— Вставай, моя маленькая искусительница, — сказал он. — Нам пора собираться в путь.
Я моментально поднялась на колени и, обернувшись, посмотрела на него. Было приятно увидеть его улыбку, с которой он встретил мою немедленную готовность повиноваться. Он кивнул мне и набросил на себя тунику. А у меня не было даже рабской полосы.
— Они будут искать тебя, — заметил господин. — Как тебя назвали в садах?
— Гэйл, — сообщила я.
— Готов поспорить, что первым делом они начнут поиски рабыни по имени «Дженис», когда-то служившей в Треве, и рабыни по имени «Гэйл» из садов Аппания, — усмехнулся мужчина, и внезапно резко спросил: — Как тебя зовут?
— Как понравится господину, — быстро ответила я.
— Самый разумный ответ, — похвалил он.
Моя спина все еще болела.
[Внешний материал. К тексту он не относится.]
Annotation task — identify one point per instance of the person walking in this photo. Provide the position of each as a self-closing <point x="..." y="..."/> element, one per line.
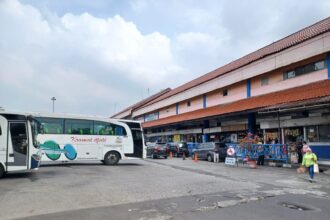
<point x="216" y="153"/>
<point x="309" y="160"/>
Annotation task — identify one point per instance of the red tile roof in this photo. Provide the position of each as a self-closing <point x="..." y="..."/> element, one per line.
<point x="144" y="101"/>
<point x="289" y="41"/>
<point x="310" y="91"/>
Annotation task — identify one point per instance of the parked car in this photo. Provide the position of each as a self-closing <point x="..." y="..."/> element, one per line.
<point x="157" y="150"/>
<point x="205" y="151"/>
<point x="178" y="149"/>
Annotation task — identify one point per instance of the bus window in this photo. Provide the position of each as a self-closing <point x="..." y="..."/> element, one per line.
<point x="73" y="126"/>
<point x="103" y="128"/>
<point x="120" y="131"/>
<point x="51" y="125"/>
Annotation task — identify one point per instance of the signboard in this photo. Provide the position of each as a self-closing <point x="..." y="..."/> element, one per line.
<point x="151" y="117"/>
<point x="230" y="151"/>
<point x="231" y="161"/>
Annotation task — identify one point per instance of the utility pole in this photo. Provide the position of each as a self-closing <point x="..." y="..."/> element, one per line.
<point x="53" y="99"/>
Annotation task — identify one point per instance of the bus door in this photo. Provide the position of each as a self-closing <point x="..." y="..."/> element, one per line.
<point x="3" y="140"/>
<point x="138" y="142"/>
<point x="17" y="151"/>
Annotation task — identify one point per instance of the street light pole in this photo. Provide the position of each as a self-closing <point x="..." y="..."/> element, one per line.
<point x="53" y="99"/>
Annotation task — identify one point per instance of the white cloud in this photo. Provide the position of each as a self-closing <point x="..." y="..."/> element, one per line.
<point x="61" y="48"/>
<point x="78" y="58"/>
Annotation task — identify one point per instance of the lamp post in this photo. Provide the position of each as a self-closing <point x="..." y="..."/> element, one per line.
<point x="53" y="99"/>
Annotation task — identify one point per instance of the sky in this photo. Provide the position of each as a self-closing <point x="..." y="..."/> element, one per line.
<point x="97" y="57"/>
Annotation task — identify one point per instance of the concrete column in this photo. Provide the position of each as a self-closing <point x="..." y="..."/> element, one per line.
<point x="205" y="138"/>
<point x="251" y="123"/>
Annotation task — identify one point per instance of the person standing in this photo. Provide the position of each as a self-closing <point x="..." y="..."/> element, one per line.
<point x="216" y="153"/>
<point x="299" y="149"/>
<point x="261" y="155"/>
<point x="309" y="160"/>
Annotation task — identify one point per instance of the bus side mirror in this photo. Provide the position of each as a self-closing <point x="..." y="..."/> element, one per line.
<point x="42" y="129"/>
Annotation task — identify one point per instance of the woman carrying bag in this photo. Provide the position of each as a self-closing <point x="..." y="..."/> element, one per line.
<point x="309" y="160"/>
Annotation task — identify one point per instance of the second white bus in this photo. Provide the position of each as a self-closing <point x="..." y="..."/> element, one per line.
<point x="64" y="137"/>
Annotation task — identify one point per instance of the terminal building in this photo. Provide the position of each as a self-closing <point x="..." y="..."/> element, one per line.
<point x="280" y="92"/>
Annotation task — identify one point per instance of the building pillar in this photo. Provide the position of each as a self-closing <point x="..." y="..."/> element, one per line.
<point x="205" y="138"/>
<point x="305" y="134"/>
<point x="328" y="63"/>
<point x="252" y="123"/>
<point x="206" y="124"/>
<point x="248" y="88"/>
Интересно, подумала я, как он назовет меня? Конечно, если он вообще озаботится тем, чтобы как-то назвать меня. Думаю, что, скорее всего, назовет. Все же, это удобно, когда у девушки есть имя, с помощью которого ею легче командовать, позвать к себе и так далее.
Я растерянно окинула взглядом два плаща. Один, плащ моего господина, сейчас лежал передо мной, и второй, тот, которым прикрыли меня похитители, когда в последний раз выпустили из рабского ящика, и который сейчас сиротливо лежал в стороне. В свой собственный плащ, немного раньше он почти нежно заворачивал меня, возможно, чтобы защитить от сырости подвала.
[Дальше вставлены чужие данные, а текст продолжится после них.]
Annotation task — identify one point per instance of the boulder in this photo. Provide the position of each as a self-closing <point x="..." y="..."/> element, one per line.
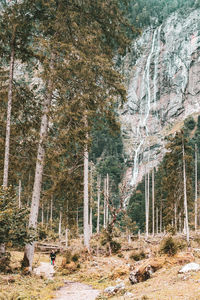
<point x="145" y="270"/>
<point x="189" y="268"/>
<point x="111" y="290"/>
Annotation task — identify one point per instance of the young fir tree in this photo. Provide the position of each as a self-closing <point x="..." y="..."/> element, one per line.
<point x="15" y="29"/>
<point x="177" y="180"/>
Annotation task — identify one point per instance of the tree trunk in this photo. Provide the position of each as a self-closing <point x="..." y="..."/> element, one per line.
<point x="185" y="195"/>
<point x="66" y="238"/>
<point x="91" y="198"/>
<point x="153" y="201"/>
<point x="29" y="248"/>
<point x="156" y="220"/>
<point x="98" y="201"/>
<point x="175" y="216"/>
<point x="85" y="213"/>
<point x="42" y="214"/>
<point x="161" y="217"/>
<point x="147" y="203"/>
<point x="60" y="226"/>
<point x="195" y="205"/>
<point x="107" y="198"/>
<point x="104" y="209"/>
<point x="51" y="212"/>
<point x="77" y="217"/>
<point x="19" y="194"/>
<point x="9" y="108"/>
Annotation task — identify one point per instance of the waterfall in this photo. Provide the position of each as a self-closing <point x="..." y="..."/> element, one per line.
<point x="145" y="101"/>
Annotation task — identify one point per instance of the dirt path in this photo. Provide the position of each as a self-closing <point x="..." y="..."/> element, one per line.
<point x="76" y="291"/>
<point x="71" y="290"/>
<point x="45" y="269"/>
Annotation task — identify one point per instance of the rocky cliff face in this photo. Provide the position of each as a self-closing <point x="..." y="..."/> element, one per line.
<point x="163" y="80"/>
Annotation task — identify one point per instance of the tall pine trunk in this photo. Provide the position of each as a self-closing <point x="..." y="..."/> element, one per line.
<point x="153" y="201"/>
<point x="104" y="208"/>
<point x="185" y="194"/>
<point x="19" y="194"/>
<point x="147" y="203"/>
<point x="195" y="204"/>
<point x="8" y="120"/>
<point x="86" y="202"/>
<point x="60" y="226"/>
<point x="98" y="201"/>
<point x="9" y="108"/>
<point x="33" y="218"/>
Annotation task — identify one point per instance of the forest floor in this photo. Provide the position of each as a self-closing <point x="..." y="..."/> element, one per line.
<point x="97" y="272"/>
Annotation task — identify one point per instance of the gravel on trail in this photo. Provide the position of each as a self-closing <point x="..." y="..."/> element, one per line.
<point x="71" y="290"/>
<point x="76" y="291"/>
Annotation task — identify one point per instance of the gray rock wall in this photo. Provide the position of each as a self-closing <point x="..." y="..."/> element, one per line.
<point x="163" y="79"/>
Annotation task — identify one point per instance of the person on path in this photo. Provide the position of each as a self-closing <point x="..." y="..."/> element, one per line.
<point x="53" y="257"/>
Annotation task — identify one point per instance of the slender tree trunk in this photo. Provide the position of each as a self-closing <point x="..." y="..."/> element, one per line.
<point x="185" y="194"/>
<point x="156" y="220"/>
<point x="42" y="214"/>
<point x="51" y="212"/>
<point x="179" y="218"/>
<point x="19" y="194"/>
<point x="33" y="218"/>
<point x="195" y="205"/>
<point x="77" y="220"/>
<point x="29" y="188"/>
<point x="104" y="209"/>
<point x="60" y="226"/>
<point x="153" y="204"/>
<point x="147" y="203"/>
<point x="161" y="217"/>
<point x="107" y="198"/>
<point x="175" y="216"/>
<point x="9" y="108"/>
<point x="98" y="201"/>
<point x="86" y="202"/>
<point x="48" y="210"/>
<point x="91" y="197"/>
<point x="66" y="238"/>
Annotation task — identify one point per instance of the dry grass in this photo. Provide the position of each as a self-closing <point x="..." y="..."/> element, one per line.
<point x="101" y="272"/>
<point x="16" y="286"/>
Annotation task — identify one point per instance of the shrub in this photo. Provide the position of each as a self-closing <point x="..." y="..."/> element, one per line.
<point x="42" y="232"/>
<point x="169" y="246"/>
<point x="68" y="256"/>
<point x="5" y="262"/>
<point x="189" y="123"/>
<point x="115" y="246"/>
<point x="137" y="255"/>
<point x="75" y="257"/>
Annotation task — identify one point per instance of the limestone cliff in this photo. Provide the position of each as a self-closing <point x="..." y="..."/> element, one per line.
<point x="163" y="81"/>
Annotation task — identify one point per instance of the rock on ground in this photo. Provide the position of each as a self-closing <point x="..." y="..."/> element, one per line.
<point x="45" y="269"/>
<point x="76" y="291"/>
<point x="190" y="267"/>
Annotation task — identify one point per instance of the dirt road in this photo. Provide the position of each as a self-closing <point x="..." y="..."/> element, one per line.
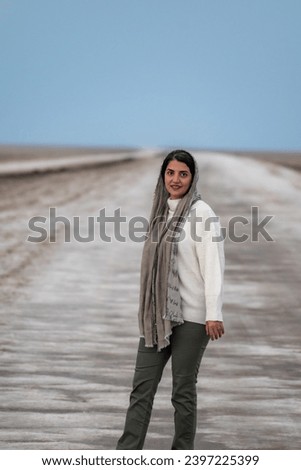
<point x="68" y="320"/>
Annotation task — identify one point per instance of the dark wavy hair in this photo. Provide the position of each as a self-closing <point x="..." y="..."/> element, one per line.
<point x="181" y="156"/>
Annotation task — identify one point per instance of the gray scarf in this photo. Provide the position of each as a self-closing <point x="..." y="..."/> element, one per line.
<point x="160" y="302"/>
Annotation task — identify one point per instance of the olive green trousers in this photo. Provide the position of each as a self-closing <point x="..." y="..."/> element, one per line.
<point x="187" y="345"/>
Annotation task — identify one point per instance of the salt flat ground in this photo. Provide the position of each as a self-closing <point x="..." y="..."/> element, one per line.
<point x="68" y="322"/>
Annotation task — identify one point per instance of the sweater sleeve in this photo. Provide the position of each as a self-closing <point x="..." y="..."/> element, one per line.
<point x="209" y="246"/>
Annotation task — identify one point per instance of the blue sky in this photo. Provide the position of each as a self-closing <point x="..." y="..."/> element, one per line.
<point x="219" y="74"/>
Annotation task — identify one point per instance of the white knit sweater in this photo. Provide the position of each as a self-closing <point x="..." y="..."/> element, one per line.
<point x="200" y="264"/>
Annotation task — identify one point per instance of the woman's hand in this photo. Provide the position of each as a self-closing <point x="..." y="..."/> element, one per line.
<point x="215" y="329"/>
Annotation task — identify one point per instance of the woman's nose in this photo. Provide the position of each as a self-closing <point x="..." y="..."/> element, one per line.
<point x="175" y="177"/>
— Я должна надеть тот плащ, Господин? — поинтересовалась я, указывая на женский плащ.
Я не думала, что он выведет меня на улицу голой. Не хочу показаться тщеславной, на мой взгляд, это могло бы привлечь ненужное внимание. Например, в Треве на нас с Констанцией всегда обращали внимание, даже когда мы были одеты в обычные туники. Нисколько не сомневаюсь, что Леди Айлин, которая теперь, с большой долей вероятности, уже была рабыней, тоже будет приковывать к себе внимание мужчин на улицах города.
Господин только покачал головой. Значит, он предпочел оставить этот предмет одежды здесь. Что ж, разумно. Все же, он может быть опознан похитителями.
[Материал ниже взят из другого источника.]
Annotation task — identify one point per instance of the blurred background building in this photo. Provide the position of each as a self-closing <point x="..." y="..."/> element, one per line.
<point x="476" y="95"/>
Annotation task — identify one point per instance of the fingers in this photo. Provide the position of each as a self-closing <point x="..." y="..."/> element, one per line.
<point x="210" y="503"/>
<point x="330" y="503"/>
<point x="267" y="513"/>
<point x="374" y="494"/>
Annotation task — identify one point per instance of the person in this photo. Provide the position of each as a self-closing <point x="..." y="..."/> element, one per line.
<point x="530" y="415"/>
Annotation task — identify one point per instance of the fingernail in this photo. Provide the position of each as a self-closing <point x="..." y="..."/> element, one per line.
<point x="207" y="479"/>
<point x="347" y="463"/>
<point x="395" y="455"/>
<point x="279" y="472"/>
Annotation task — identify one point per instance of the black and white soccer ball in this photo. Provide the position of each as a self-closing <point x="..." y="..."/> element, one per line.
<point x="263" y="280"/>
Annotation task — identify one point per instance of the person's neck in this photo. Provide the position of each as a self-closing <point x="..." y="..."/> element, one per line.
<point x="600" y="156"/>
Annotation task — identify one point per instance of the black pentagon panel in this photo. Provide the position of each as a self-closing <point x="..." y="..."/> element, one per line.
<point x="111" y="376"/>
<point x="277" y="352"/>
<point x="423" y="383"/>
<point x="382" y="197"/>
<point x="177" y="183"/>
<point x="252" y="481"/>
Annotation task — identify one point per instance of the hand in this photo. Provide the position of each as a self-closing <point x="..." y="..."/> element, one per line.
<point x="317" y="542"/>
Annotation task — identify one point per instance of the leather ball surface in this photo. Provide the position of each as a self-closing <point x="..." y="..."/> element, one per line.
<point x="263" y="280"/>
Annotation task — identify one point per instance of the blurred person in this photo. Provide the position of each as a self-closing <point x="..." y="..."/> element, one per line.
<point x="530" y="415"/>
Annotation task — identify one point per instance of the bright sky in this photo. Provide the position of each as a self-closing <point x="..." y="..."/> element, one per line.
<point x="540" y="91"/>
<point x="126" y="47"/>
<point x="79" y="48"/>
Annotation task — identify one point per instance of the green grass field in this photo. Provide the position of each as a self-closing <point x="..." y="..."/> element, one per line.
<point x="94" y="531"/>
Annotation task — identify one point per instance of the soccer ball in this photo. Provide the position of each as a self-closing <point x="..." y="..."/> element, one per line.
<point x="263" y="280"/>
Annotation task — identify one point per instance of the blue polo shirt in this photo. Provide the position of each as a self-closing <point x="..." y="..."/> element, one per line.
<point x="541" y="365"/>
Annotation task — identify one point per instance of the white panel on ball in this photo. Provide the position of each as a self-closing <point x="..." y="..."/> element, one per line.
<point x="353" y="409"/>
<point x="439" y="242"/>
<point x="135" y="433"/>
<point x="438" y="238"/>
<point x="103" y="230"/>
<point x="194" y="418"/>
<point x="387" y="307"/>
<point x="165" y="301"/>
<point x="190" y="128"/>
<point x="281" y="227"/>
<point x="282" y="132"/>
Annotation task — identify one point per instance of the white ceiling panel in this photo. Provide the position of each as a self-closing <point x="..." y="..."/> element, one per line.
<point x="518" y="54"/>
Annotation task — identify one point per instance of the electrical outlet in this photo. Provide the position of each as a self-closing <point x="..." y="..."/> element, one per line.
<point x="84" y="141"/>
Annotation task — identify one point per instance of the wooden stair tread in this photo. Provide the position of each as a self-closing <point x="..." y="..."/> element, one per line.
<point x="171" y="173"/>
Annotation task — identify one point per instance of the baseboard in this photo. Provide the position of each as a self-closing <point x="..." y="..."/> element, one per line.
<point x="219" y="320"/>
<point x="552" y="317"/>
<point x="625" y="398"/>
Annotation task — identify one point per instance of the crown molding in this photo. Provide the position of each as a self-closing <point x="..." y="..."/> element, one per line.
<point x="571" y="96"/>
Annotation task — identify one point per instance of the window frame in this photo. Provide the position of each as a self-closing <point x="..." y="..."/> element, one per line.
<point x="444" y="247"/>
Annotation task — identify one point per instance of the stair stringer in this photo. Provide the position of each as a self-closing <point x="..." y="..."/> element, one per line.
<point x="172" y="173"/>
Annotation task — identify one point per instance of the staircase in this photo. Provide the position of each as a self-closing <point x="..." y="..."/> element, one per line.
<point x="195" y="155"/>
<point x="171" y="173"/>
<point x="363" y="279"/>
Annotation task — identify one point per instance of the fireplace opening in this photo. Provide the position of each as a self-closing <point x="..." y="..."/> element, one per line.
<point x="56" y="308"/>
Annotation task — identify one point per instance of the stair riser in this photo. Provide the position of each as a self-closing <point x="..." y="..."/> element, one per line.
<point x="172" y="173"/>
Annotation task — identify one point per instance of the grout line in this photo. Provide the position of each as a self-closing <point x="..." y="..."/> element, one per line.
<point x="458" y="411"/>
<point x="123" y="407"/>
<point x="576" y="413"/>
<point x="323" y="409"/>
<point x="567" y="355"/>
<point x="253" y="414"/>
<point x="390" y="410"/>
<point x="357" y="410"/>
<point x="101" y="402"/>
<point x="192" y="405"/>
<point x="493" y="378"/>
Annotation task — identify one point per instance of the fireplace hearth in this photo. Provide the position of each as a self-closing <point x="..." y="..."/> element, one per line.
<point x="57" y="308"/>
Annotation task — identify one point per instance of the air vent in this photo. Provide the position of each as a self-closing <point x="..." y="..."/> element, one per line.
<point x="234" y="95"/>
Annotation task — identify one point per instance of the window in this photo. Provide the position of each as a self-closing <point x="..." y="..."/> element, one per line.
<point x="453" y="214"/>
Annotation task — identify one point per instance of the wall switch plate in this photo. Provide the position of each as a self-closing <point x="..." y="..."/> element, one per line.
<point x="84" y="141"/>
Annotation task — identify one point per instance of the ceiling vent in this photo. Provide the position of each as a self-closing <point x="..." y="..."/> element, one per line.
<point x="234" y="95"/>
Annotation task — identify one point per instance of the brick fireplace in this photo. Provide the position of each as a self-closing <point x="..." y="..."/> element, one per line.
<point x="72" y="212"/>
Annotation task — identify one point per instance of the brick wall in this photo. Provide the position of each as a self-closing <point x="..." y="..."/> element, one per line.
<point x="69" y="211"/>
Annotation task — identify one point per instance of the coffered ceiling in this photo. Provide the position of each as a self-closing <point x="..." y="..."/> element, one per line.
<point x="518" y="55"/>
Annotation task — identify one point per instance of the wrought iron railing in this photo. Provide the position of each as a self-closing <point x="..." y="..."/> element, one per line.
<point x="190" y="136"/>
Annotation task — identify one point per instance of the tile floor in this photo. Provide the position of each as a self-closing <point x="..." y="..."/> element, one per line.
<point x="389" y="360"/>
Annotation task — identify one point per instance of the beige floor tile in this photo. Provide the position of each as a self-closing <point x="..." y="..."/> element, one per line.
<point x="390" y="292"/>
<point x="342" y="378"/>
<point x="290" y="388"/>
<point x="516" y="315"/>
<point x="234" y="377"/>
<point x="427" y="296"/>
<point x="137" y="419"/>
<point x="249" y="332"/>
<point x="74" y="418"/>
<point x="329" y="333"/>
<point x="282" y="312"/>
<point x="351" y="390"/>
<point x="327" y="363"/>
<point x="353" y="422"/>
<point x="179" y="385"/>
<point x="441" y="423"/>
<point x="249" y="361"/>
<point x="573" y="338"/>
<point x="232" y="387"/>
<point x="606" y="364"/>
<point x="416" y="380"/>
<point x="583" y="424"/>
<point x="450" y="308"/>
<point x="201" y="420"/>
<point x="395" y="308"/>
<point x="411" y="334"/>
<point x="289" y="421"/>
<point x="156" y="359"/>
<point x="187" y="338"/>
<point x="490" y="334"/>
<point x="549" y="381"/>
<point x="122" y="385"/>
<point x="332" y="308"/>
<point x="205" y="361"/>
Я погладила его собственный плащ, так приятно облегавший и согревавший меня совсем недавно. Как мне хотелось, чтобы, он вновь оказался на мне, на моем обнаженном теле. Это было бы почти так же, как если бы я была в пределах его пут.
Я немного приподняла мужской плащ, конечно, не смея надеть его на себя, и вопросительно посмотрела на мужчину. Если рабыня стоит нагой перед своим господином, она не может просто взять и спрятать от него свое тело. Прежде она должна получить разрешение на это от него, хотя бы словом, жестом или взглядом.
— Тебя хорошо выдрессировали, — заметил господин.
— У меня были превосходные дрессировщики, — улыбнулась я.
— Встань, — приказал он, и уже через мгновение я была на ногах.
Жестом он показал мне, что я должна повернуться к нему спиной. Только я успела это сделать, как браслеты рабских наручников защелкнулись на моих запястьях. Затем господин бережно повернул меня лицом к себе, и полюбовался своей закованной в наручники рабыней.
— Ты просто невероятно красива, — вздохнул он.
— Я рада, если Господин доволен, — улыбнулась я.
— Сейчас мы поднимемся по лестнице, — сказал мой господин, — и выйдем в этот мир вместе.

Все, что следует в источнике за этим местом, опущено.